Путь к Мейвилл-Эстейт по окончании рабочего дня зигзагом проходил по оживленным улицам. Ближе к вечеру их заполнили пешеходы, машины, автобусы и велосипеды местные жители возвращались домой. Банколе, одни из немногих нигерийцев в этой многонациональной общине, состоящей из выходцев со всего света, от Африки до Вест-Индии, жили в районе Мейвилл-Эстейт, в доме под названием Бронте-хаус, пятиэтажном здании из неоштукатуренного красного кирпича, каких очень много в жилых районах города. Прямо через дорогу от дома располагалась асфальтовая игровая площадка, прикрытая от солнца огромными лондонскими платанами. В торцах площадки были установлены баскетбольные щиты с кольцами и футбольные ворота, а всю ее обнесли забором, чтобы дети в погоне за мячом не выскочили на улицу.
К дверям квартир на первом этаже Бронте-хаус вели бетонные ступеньки, а для того чтобы попасть на верхние четыре этажа, нужно было пройти по внешнему коридору, а затем подняться по лестнице или на лифте. Почти все двери были открыты в тщетной надежде впустить ветер, которого, по крайней мере в этот момент, совсем не чувствовалось. Из распахнутых окон доносились звуки работающих телевизоров, а также музыки, танцевальной и рэпа; к ним присоединялись запахи самой разной еды.
В квартире Банколе было жарко, как в перегретой сауне. Тани почувствовал, что его обволакивает пелена почти жидкого воздуха, и прищурился от заливающего глаза пота. Вращающиеся лопасти вентиляторов нисколько не охлаждали воздух просто гоняли его, словно застоявшуюся болотную воду. Дышать было можно, но неприятно.
Тани почти сразу почувствовал запах и посмотрел на отца. Его лицо выражало недовольство.
Монифа Банколе была обязана многое предвидеть. В это время дня она должна была знать, когда муж вернется домой и какую еду предпочтет. Обычно он ей ничего не говорил. Абео считал, что, раз они женаты уже двадцать лет, нет никакой необходимости говорить что-то вслух, словно новобрачные. В первые годы семейной жизни он объяснил ей многие вещи, в том числе требование, что его чай должен быть готов не позже чем через десять минут после того, как он вернется домой после дневных трудов. «Сегодня, понял Тани, будет готов не только чай, а что-то посущественнее». Его сестра Симисола накрывала на стол для всех, а это значит, что от семейной трапезы увильнуть не удастся.
Сими молча кивнула ему в знак приветствия, но на его вопрос: «Ты так суетишься, потому что к нам на чай приходит твой парень?» ответила улыбкой. Потом спохватилась и поспешно прикрыла рот рукой. Ладонь закрыла щель между передними зубами, но нисколько не приглушила смешок. Ей было восемь, на десять лет меньше, чем Тани. Их общение в основном сводилось к тому, что он ее подначивал.
У меня нет парня, заявила она.
Нет?
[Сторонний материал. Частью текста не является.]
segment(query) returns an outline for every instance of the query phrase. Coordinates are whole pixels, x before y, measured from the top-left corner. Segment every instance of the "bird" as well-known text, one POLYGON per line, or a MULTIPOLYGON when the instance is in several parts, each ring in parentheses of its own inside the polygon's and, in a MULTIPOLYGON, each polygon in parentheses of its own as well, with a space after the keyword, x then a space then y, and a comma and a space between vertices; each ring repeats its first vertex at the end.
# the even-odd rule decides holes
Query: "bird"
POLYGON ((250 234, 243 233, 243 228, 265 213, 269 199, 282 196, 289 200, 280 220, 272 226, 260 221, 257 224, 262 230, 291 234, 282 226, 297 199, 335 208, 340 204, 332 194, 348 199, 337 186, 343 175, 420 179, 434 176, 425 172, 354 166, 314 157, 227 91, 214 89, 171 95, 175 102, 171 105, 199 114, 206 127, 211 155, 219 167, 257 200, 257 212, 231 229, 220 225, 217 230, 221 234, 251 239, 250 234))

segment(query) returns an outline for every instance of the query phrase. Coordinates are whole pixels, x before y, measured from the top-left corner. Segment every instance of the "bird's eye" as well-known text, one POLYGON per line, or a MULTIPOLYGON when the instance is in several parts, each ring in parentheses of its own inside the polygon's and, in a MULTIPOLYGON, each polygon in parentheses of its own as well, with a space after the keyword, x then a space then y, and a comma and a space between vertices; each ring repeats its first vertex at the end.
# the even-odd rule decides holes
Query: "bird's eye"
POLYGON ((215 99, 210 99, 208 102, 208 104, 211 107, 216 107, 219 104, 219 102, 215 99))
Почему? В Нигерии ты уже была бы замужем.
А вот и нет!
Точно. Там так принято скажи, Па.
Абео проигнорировал его и повернулся к Сими.
Скажи матери, что мы дома, как будто в этом была необходимость.
Девочка крутанулась на месте, танцующей походкой обогнула один из почти бесполезных вентиляторов и крикнула:
Мама! Они здесь! И обратилась к отцу и брату, копируя мать: Садитесь, садитесь. Хочешь пива, Па? Тани?
Ему воду, сказал Абео.
Сими скосила глаза на брата и снова сделала пируэт. Тани догадался, что так она хочет продемонстрировать свою юбку. Это была старая юбка, похоже из благотворительного магазина «Оксфам», но сестра украсила ее блестками как и ленту на голове, из-под которой выбивались короткие черные волосы. К многочисленным блескам на ленте она добавила перо. Девочка бросилась на кухню, едва не сбив с ног мать, которая входила в комнату с супом гбегири, запах которого уловил Тани. От пара, поднимавшегося от супа, лоб и щеки Монифы покрылись капельками влаги, а очки запотели. Тани не мог представить, что даже попробует гбегири в такую жару, но промолчал, зная, что за этим последует.
Абео снова пустится в пространные рассуждения о своем детстве. Сорок из своих шестидесяти двух лет он прожил в Англии, но когда начинал говорить о своей родной Нигерии, создавалось впечатление, что он приземлился в Хитроу только на прошлой неделе. Больше всего отец любил вспоминать, какое там все «дома» школы, условия жизни, погода, обычаи Но все это, похоже, существовало лишь в его фантазиях об африканской родине, порожденных фильмом «Черная пантера», который он смотрел не меньше пяти раз. Это был любимый фильм Па.